The Finance Ministry has agreed to further engagement on discounted benchmark reversal after a crucial meeting with other stakeholders.
The meeting was attended by the Finance Minister Ken Ofori Atta, trade union leaders, Customs and the Ghana Revenue Authority (GRA) to conclude on what was termed” satisfactory values for importation”, TV3’s Nancy Vukania who monitored the event reported on Thursday, January 6.
The reversal affects 143 items under three categories prescribed by the Ghana Revenue Authority.
The benchmark value, which is the amount taxable on imports, was reduced by 50 per cent for some goods. The government had hoped that this was going to scale up the volume of transactions of make Ghana’s ports competitive.
The government decided to reverse this decision after it met opposition from the Association of Ghana Industries and the Ghana Union of Traders Association (GUTA).
But it met opposition from trade unions including the Ghana Union of Traders Association (GUTA) and Importers and Exporters Association of Ghana (IEAG).
The Executive Secretary of the IEAG, Sampson Asaki Awingobit, served notice to sue the government over the reversal of the 50 per cent benchmark on the value on imports if the GRA does not stop the move.
He told 3FM’s Napo Ali Fuseini in an interview on Wednesday, January 5 that the reversal smacks of illegality for which he is calling on the GRA to stop.
“This benchmark value issue has to be dealt with legal way because. This benchmark value issue is illegal on its own. You cannot say you have created a data trade price somewhere that nobody knows how and manner you are getting the price data,” he said.
The IEAG said this decision would be detrimental to the business community if it is not stopped immediately.
According to the IEAG, it would also lead to many businesses losing their cargoes since importers would have to pay more outside their budgets even at this crucial time at the beginning of a new year.

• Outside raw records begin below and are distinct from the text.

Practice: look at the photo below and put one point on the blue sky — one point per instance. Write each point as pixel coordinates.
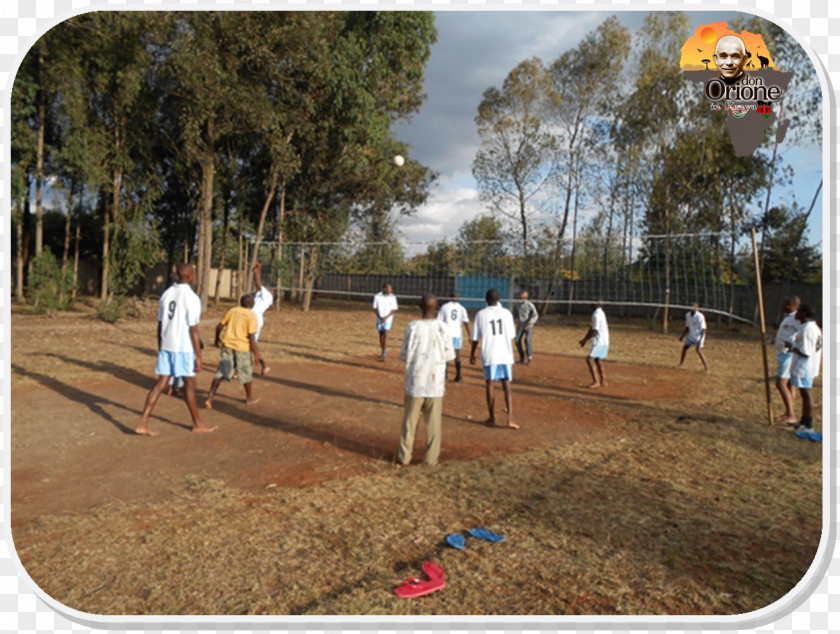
(476, 50)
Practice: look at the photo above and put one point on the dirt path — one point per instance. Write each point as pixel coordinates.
(319, 418)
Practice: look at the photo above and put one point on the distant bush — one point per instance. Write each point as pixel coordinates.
(118, 307)
(49, 289)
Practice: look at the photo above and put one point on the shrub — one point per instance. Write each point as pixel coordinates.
(49, 289)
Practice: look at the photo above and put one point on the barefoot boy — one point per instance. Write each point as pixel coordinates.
(240, 326)
(385, 307)
(426, 348)
(456, 319)
(787, 329)
(599, 332)
(179, 348)
(695, 328)
(807, 351)
(263, 298)
(494, 327)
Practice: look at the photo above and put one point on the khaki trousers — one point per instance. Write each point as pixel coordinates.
(432, 409)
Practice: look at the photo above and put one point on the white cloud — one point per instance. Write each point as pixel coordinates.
(443, 214)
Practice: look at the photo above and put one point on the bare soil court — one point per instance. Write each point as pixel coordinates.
(665, 492)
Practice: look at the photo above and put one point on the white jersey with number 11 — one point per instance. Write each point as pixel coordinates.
(495, 328)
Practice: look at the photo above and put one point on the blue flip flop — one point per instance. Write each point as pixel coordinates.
(483, 533)
(456, 540)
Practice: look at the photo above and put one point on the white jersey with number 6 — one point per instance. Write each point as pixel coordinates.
(808, 340)
(696, 324)
(599, 323)
(453, 314)
(494, 327)
(179, 309)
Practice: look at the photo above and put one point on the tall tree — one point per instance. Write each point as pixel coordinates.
(515, 160)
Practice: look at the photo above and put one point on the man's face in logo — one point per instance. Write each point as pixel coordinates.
(730, 56)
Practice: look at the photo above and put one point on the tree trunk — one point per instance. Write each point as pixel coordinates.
(67, 226)
(574, 244)
(205, 231)
(310, 280)
(19, 259)
(302, 263)
(39, 161)
(223, 249)
(275, 178)
(280, 237)
(106, 246)
(26, 231)
(76, 261)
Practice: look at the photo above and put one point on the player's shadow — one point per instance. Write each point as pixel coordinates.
(122, 373)
(327, 391)
(372, 447)
(375, 364)
(141, 349)
(95, 404)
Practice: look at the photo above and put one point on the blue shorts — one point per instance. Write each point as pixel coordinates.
(802, 381)
(175, 363)
(600, 351)
(498, 372)
(784, 361)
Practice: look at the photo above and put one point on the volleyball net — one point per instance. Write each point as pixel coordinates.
(638, 277)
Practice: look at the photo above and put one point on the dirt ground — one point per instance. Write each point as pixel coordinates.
(329, 410)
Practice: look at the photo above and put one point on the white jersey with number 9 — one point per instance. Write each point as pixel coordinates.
(179, 309)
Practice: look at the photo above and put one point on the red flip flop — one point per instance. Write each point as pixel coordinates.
(414, 587)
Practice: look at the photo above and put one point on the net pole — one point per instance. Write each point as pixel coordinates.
(763, 329)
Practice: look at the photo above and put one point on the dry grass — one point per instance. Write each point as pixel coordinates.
(693, 508)
(627, 526)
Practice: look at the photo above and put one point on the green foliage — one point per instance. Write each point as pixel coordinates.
(116, 308)
(135, 248)
(49, 288)
(787, 255)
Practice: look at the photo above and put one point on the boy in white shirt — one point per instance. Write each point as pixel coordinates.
(426, 348)
(494, 327)
(263, 298)
(456, 319)
(784, 357)
(695, 328)
(599, 332)
(179, 348)
(807, 352)
(384, 306)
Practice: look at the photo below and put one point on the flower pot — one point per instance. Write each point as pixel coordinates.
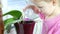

A statement signed by their Executive Secretary Sampson Asaki Awingobit said on Tuesday, January 4 that ” the position taken by government and by extension the Ghana Revenue Authority GRA on this matter would be detrimental to the business community if it is not reversed immediately.
“It would lead to many businesses losing their cargoes since importers would have to pay more outside their budgets even at this crucial time at the beginning of a new year. In the very likely event that such importers are not able to raise the additional funds to clear their goods on time, issues of uncleared cargo list UCL would pop up and huge losses to demurrage would set in.
“Therefore, the IEAG is calling on the government and for that matter the GRA to withdraw this directive with immediate effect. The IEAG demands that such importers be given at least 14 working days to clear their already cleared cargoes from the port without the new 50% benchmark values.”
Mr Awingobit further revealed that he would sue the government if it doesn’t alt the reversal.